Shankara on jiva and Brahman (was Re: Unreality of the world..)
Allan Curry
un824 at FREENET.VICTORIA.BC.CA
Thu Jun 19 19:37:41 CDT 1997
Kartik writes:
>
>As Kant makes it all too clear, the noumenon -- the thing-in-itself -- *cannot*
>be known (at least not by the five senses and reason). Therefore advaita's
>claim that the noumenal world is Brahman, which is one with the individual
>>Self, *must* rely on scripture.
>
I'll agree with that.
>Nietzsche is very much anti-advaitic, if there is some such thing. According
>to him, the "weak" people, fearing the "strength of the strong" have fabricated
>"religion" which teaches humility, because the strong, if free from religious
>scruples, would assert themselves and rule over the weak.
>
>This is in stark contrast to Ramana Maharshi, who says that "Men want to
>conquer others because they know that they can never really conquer
>themselves."
>
I didn't say that Nietzsche was a nice person, or an authority on anything.
I agree with him that "fine feelings are not arguments", that's all.
Actually, he wasn't talking about religion in general, he said it was the
Jewish/Christian religion in particular that does what you describe above.
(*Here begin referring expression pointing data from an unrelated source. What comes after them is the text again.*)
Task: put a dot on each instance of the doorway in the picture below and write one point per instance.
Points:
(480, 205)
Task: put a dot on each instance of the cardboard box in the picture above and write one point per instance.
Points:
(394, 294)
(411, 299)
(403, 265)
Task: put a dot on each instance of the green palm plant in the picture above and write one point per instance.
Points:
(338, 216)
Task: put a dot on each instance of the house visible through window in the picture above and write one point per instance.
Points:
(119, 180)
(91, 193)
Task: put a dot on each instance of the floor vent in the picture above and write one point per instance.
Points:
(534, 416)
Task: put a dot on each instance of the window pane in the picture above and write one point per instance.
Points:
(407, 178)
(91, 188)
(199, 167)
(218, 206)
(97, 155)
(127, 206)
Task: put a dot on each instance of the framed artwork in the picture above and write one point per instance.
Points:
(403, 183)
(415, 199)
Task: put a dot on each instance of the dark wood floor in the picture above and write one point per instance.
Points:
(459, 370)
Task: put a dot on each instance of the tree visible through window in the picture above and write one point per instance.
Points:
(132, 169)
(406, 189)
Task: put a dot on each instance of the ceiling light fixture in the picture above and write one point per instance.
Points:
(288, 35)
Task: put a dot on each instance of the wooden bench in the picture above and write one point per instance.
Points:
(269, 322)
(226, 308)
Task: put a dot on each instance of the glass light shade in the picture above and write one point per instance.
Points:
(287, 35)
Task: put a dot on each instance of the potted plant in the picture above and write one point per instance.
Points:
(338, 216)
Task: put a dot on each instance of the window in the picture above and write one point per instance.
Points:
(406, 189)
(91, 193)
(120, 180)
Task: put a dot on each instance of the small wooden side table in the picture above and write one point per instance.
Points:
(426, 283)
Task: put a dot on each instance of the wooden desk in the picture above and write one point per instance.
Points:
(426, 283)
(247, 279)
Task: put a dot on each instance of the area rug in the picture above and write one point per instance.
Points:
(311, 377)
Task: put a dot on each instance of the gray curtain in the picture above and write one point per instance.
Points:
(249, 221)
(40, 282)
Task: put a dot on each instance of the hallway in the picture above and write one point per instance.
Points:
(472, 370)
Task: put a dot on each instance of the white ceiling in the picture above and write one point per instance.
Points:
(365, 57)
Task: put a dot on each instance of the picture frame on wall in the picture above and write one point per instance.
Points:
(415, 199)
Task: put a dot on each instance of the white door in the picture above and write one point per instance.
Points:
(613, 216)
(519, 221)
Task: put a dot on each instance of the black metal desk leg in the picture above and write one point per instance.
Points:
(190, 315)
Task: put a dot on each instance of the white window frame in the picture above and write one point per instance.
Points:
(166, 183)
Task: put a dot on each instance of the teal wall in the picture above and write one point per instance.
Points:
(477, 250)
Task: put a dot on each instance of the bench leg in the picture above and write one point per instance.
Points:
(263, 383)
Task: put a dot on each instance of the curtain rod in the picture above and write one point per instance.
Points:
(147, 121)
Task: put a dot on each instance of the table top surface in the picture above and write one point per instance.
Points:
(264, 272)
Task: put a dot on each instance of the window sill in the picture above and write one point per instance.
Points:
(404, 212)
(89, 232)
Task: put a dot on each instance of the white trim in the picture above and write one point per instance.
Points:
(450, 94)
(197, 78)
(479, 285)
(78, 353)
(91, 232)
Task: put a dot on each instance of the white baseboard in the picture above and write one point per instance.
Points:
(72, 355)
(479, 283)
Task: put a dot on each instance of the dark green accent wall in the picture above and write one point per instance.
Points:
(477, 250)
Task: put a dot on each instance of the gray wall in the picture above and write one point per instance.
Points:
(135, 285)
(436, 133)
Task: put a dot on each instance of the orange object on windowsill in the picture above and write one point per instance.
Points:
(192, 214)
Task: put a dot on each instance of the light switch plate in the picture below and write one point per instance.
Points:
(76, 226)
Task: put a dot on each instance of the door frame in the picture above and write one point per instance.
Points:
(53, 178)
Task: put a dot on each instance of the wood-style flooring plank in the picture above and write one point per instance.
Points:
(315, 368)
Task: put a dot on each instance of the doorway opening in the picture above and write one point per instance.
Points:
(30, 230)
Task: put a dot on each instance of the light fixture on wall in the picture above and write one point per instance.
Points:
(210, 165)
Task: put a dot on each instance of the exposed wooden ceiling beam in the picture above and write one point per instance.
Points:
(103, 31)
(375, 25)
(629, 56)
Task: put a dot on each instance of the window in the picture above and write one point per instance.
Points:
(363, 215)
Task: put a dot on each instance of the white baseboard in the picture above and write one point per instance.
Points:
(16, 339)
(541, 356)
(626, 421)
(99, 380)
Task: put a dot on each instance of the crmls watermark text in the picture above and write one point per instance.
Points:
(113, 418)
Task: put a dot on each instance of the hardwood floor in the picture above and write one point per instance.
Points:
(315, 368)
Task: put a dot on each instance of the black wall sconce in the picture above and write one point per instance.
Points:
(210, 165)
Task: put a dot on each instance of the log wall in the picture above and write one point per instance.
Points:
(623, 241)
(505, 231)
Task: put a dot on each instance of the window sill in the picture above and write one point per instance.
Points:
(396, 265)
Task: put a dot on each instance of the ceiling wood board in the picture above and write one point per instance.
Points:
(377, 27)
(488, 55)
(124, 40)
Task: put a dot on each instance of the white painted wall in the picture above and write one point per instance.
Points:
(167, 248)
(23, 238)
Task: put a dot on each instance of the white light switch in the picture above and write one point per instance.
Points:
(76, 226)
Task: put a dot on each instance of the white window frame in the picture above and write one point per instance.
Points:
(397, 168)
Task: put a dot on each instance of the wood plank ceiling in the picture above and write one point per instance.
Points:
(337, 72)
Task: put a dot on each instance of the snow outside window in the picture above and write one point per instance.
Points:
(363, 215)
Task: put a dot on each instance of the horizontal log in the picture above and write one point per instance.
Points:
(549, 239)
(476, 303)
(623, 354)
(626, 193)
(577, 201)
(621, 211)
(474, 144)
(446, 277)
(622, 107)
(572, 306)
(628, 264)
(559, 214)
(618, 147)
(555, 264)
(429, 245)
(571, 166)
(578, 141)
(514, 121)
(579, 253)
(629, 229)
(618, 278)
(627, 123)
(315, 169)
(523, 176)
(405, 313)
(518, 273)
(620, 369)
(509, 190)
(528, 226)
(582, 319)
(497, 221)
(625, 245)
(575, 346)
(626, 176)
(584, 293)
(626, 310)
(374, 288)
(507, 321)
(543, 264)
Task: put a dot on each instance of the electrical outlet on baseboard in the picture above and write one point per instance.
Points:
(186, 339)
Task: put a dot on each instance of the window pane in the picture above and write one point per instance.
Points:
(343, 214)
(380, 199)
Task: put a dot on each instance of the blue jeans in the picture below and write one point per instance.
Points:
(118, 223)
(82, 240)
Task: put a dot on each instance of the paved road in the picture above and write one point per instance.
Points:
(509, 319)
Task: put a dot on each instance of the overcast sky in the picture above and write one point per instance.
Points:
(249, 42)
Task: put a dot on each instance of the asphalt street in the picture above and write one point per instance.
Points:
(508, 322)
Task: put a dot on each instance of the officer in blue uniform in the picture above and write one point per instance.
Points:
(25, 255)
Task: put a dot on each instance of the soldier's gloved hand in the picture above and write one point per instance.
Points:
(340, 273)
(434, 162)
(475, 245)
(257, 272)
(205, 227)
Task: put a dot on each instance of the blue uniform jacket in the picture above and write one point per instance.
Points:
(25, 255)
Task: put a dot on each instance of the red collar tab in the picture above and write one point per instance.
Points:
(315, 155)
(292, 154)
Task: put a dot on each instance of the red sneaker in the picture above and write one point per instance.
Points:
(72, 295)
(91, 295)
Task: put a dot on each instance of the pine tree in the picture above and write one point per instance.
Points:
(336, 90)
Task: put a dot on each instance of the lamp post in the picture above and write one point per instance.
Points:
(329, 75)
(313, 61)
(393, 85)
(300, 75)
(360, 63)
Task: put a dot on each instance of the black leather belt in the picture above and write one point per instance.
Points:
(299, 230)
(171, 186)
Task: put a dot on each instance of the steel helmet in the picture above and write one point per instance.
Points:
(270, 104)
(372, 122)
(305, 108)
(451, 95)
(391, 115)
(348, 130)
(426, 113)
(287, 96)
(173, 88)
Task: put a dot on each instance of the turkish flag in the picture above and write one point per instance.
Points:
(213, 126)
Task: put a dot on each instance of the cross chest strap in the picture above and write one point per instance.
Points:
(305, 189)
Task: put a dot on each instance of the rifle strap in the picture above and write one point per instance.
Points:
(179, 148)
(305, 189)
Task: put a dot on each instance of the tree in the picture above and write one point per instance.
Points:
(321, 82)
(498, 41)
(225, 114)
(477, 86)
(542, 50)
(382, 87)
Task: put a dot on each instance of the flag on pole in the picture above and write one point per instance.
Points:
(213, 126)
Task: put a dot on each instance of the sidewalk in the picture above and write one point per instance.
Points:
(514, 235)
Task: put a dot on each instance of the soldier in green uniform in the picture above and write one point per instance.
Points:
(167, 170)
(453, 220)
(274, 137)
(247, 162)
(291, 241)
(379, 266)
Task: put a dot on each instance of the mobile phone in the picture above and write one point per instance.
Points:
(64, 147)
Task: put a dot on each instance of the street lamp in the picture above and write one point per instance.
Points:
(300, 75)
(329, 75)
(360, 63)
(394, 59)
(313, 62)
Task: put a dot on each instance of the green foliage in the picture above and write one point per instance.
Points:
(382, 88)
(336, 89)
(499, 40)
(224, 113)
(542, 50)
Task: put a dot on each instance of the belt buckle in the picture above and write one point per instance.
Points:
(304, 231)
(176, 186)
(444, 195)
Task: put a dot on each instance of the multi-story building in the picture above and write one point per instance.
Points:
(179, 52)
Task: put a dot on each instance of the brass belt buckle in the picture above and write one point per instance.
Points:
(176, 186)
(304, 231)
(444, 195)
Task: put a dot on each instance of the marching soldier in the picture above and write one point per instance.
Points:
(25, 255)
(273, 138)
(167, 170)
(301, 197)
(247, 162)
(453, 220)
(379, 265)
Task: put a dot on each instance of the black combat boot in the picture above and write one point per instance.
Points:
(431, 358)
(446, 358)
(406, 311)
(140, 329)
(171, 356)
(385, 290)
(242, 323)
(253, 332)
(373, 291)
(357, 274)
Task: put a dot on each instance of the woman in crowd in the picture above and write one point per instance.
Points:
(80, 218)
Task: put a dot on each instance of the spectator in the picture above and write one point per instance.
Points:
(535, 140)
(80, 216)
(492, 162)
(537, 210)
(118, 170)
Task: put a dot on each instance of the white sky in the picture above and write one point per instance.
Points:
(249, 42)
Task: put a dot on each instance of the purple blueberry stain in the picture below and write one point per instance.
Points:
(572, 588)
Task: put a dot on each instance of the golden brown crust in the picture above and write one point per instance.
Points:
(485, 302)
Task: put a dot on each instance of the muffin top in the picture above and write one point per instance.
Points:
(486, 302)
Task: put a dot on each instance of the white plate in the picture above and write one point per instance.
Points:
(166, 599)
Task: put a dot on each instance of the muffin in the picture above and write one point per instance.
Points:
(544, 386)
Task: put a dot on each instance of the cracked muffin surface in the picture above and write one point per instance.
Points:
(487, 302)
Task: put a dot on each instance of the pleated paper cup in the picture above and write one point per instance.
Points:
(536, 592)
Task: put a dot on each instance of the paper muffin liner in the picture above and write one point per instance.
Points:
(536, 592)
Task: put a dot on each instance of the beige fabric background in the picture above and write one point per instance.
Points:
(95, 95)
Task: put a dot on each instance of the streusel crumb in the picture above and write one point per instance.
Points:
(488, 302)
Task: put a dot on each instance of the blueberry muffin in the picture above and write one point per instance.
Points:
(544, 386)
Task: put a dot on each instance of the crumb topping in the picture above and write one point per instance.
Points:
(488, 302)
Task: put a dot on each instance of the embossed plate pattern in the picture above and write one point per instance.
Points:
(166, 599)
I don't recall him talking about Vedanta, if much was even known about it
in Europe during the time he lived.
>No disrespect here, but if you have attained the *non-dual* awareness state,
>there should be no universe apart from yourself. There ought to be no doubts
>and nothing unclear! To one who has solved the problem of the Self, there are
>no problems left to be solved; no questions requiring answers.
>
Non-dual awareness has occured (or seemed to) many times. When it occurs
there seems to be nothing to doubt and no one to doubt it. As I said in
another post, the view from being non-dual awareness reveals no other of
any kind, but that does not prove that there is no other. It may just seem
that way.
I never feel seperate from the universe but as the magnetic field is one
thing and the steel another, the fact of their non-seperateness does not
establish their identity. Does it?
best to all,
Allan Curry
P.S.
Cameron asks:
>My question to you would be: who is it who experienced this "state"?
There seems to be only awareness in that state, there seems to be no one
having that awareness and no object of that awareness. Why do you ask?